De pronto se oyeron golpetazos y un
gran estrépito. Albor se asomó y vio que cruzaba el corral un hombrecillo que
no levantaba una pulgada del suelo y tenía una barba que le arrastraba, llevando
encima de la cabeza todo un almiar de paja y en las manos una tremenda herrada
llena de agua. Dejó la herrada en el suelo, esparció la paja por el corral y se
puso a contar los animales del redil. Notó que faltaba otro carnero, se enfadó
mucho, entró en la casita hecho una fiera y se abalanzó contra Albor, pegándole
un fuerte golpe en la cabeza.
Albor se levantó de un salto,
agarró al hombrecillo por su barba tan larga y se puso a zarandearle de un
lado para otro repitiendo:
-Esto para que aprendas a probar el
vado antes de cruzar el río.
El hombrecillo que no levantaba una
pulgada y tenía una barba que le arrastraba suplicó entonces:
-¡Compadécete de mí, recio bogatir!
No me quites la vida hasta que haga penitencia para salvar mi alma.
Albor le sacó al corral y le
condujo hasta un poste de roble donde le dejó sujeto clavándole la barba con
una gran cuña de hierro. Luego volvió a la casita para esperar a sus hermanos.

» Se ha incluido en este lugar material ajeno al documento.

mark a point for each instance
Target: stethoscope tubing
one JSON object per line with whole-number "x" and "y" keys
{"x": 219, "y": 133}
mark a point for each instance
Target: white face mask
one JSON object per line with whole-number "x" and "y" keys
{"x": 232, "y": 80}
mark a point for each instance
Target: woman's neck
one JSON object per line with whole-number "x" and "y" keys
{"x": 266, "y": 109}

Cuando estos regresaron de la caza,
se sorprendieron de que no le hubiese ocurrido nada. Albor les dijo con risa
burlona:
-Venid, hermanos, y veréis que he
apresado al tufo que os dejó tan mal parados y lo tengo sujeto a un poste.
Salieron al corral, pero el
hombrecillo se había escapado y sólo quedaba la mitad de su barba clavada en el
poste. Un reguero de sangre indicaba el camino por donde había huido.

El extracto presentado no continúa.